Nope. Jinja2 isn’t real Python, and doesn’t support generators. Ansible works around this by introducing a family of underspecified looping constructs that map a variety of inputs types to a variety of output types. with_together: [list1, list2] is equivalent to with_items: zip(list1, list2), if that syntax worked in Jinja, and it’s shorter and certainly clearer. Reinventing the wheel, making it subtly different, and then calling it a “round mobility blob” is pretty frustrating.

Patterns: yet another goofy Ansible invention

In the hosts argument to a play (among other places), you can specify a pattern to match a set of hosts. The pattern syntax supports wildcards, regexs, and some set operations. The set operators are:

  • : – or; union
  • :& – and; intersection
  • :! – difference

Where the hell did they get those? I dunno. Python, for example, has some perfectly reasonable set operators:

  • | – union
  • & – intersection
  • - – difference

Notice how they’re analogous to their bitwise operator counterparts? Isn’t that handy? One less thing to remember.

Wildcard patterns can look like this: 192.168.1.* (that’s from the docs). You’d think that was doing something more clever than a fnmatch and match the IP range 192.168.1.[0-255], right? Nope. It’s just fnmatch, so you also get 192.168.1.foo.bar.com.

Closing

The Ansible playbook language is a great example of an undesign: something that just got features bolted onto it as it grew without a whole lot of direction. (At least, there’s no direction that I can discern.)

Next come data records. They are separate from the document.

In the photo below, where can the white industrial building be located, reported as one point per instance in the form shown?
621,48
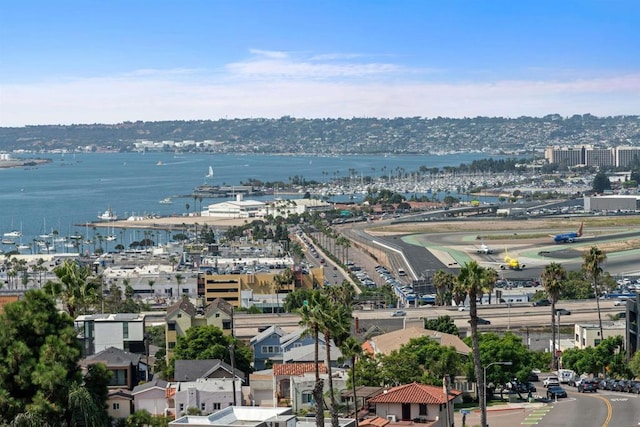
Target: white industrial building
238,208
612,203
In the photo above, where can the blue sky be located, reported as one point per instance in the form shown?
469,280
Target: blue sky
111,61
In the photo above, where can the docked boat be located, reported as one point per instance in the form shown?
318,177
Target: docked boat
108,215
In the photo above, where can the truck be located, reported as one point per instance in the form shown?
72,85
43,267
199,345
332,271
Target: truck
566,376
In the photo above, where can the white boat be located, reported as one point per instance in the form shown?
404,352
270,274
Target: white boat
108,215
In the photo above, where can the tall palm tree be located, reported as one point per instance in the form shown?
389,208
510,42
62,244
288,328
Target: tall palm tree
334,324
593,267
352,349
179,280
472,278
491,277
310,320
443,281
75,289
553,277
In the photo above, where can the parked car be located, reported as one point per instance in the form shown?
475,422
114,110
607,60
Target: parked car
588,385
556,391
481,321
551,381
629,386
541,303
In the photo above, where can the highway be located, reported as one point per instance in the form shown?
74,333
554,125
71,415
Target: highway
502,317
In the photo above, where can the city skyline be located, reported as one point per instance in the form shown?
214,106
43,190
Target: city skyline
81,62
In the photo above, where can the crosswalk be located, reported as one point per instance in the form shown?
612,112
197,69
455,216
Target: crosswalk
535,416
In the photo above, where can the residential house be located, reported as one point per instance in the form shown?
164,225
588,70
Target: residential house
292,385
386,343
184,315
208,385
269,345
416,402
151,397
127,370
124,331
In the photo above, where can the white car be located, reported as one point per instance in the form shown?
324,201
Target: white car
551,381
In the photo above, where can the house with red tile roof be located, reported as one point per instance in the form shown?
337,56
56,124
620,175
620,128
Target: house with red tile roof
420,403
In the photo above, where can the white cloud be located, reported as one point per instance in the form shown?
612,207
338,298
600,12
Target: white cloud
273,84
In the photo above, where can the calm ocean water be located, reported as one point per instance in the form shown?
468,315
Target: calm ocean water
75,188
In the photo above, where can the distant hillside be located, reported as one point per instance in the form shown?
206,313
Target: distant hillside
332,136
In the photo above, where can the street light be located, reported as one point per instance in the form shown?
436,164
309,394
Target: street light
483,406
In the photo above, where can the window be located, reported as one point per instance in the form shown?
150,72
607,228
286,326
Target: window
307,397
422,409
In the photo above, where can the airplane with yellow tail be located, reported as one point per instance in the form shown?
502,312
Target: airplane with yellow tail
510,263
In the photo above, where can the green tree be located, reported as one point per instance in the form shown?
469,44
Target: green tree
593,268
77,292
634,364
601,183
552,278
472,279
209,342
443,324
311,320
444,282
39,355
352,350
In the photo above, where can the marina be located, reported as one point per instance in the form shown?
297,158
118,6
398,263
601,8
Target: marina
75,189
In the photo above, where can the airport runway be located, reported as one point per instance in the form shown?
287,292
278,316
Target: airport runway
429,252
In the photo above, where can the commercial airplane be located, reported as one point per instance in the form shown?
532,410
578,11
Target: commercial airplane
510,263
484,249
568,237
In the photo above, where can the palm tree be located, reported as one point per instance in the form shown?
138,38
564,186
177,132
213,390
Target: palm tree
443,281
311,321
491,278
74,287
552,277
592,266
352,349
472,278
179,281
334,323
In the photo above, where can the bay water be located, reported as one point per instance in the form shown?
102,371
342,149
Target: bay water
75,188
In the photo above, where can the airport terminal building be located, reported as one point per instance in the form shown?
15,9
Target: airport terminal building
612,203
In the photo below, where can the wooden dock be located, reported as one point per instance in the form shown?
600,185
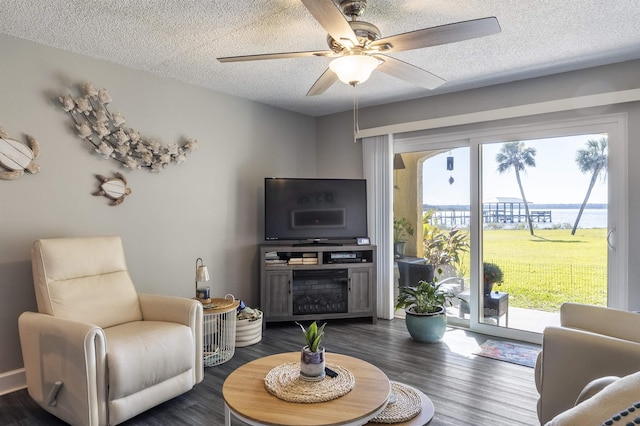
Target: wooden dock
455,217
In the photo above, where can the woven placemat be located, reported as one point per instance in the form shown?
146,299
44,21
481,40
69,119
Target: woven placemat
407,405
285,383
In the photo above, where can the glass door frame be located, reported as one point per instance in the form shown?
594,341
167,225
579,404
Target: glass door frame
614,125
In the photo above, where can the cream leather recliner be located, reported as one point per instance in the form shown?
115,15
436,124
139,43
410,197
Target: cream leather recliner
98,353
591,343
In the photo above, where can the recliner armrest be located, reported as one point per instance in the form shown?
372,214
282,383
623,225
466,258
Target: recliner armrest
179,310
72,352
572,358
618,396
598,319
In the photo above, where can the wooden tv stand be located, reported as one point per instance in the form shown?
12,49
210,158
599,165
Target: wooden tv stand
317,282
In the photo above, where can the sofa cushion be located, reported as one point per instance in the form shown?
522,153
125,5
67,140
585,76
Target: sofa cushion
142,354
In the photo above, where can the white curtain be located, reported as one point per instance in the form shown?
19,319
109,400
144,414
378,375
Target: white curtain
378,168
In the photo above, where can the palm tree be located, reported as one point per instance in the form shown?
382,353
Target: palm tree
519,156
592,159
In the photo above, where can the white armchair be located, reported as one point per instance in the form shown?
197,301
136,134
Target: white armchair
98,353
591,343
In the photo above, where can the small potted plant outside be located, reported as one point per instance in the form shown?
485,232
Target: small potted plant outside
402,230
492,274
312,361
425,309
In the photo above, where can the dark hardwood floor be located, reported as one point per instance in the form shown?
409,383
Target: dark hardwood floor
465,389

Michael DeHaan, the creator of Ansible, wrote “we really aren’t trying to create a programming language”. Well, no this isn’t a general purpose programming language, but it’s certainly a programming language. You’re describing a list of steps you want a computer system to perform; that’s a programming language. When I’m looking at a new language, I’ve got only a few criteria which I use to judge it, I ask myself some questions.

  • Does it reuse existing analogies and constructs from other well-known languages? Where it deviates, are the good reasons for doing so? Where it’s the same, does it reuse their names and symbols where possible?
  • Is its expressive power greater than competing tools and languages?
  • If it encorporates existing tech, does it bitch about how that tech sucks?

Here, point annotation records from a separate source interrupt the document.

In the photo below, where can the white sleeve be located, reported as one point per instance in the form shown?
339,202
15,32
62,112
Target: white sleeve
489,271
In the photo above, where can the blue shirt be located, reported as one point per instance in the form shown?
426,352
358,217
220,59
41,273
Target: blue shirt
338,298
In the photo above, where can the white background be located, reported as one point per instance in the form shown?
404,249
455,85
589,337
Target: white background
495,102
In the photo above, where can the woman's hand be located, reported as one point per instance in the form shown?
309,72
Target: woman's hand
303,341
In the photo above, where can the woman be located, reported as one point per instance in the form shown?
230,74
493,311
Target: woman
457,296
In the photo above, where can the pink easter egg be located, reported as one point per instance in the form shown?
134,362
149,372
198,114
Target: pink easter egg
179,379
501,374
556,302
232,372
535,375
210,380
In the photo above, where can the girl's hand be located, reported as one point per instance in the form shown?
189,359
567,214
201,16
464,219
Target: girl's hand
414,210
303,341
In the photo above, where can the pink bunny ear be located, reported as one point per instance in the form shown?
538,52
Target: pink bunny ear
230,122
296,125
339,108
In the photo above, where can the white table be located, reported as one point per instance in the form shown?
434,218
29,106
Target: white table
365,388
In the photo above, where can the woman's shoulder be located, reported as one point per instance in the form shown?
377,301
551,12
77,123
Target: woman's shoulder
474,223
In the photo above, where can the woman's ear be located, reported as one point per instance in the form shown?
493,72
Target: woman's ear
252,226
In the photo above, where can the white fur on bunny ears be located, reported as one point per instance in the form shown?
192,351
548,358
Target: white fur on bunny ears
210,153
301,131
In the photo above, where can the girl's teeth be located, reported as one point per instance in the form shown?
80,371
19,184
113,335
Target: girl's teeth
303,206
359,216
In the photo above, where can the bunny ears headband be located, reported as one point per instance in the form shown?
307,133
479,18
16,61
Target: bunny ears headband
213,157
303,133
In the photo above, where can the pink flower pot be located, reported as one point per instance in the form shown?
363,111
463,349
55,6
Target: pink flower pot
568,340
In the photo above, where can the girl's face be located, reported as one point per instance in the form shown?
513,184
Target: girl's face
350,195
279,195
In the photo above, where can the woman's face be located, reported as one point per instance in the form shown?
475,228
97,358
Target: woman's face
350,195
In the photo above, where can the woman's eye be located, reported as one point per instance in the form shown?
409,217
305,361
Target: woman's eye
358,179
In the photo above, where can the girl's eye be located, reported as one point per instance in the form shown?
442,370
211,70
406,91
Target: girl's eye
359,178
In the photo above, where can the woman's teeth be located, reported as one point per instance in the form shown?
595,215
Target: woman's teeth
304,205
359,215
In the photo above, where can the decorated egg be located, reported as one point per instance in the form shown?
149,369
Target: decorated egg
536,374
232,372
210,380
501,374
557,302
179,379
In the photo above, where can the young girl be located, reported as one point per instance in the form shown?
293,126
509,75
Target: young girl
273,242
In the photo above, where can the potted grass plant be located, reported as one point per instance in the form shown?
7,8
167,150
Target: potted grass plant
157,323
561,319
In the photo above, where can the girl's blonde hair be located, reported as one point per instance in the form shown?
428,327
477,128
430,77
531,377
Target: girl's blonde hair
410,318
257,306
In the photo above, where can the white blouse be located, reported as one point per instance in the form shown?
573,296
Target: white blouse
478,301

The Ansible playbook language fails in all these regards. When I started learning and using Ansible, one of the big selling points was Python. But unless you’re writing modules or plugins, you don’t get the full expressive power of Python, you get the weird sort-of-Python that is Jinja.

I mean, we’re really not doing much better than the pile of Bash scripts we had when we started using Ansible playbooks. What if we just wrote bash scripts that called out to the simple ansible command to do remote stuff? Then we’d get the power of the Ansible modules (more on that later) and the known weirdness of Bash scripting. Better the devil you know, right?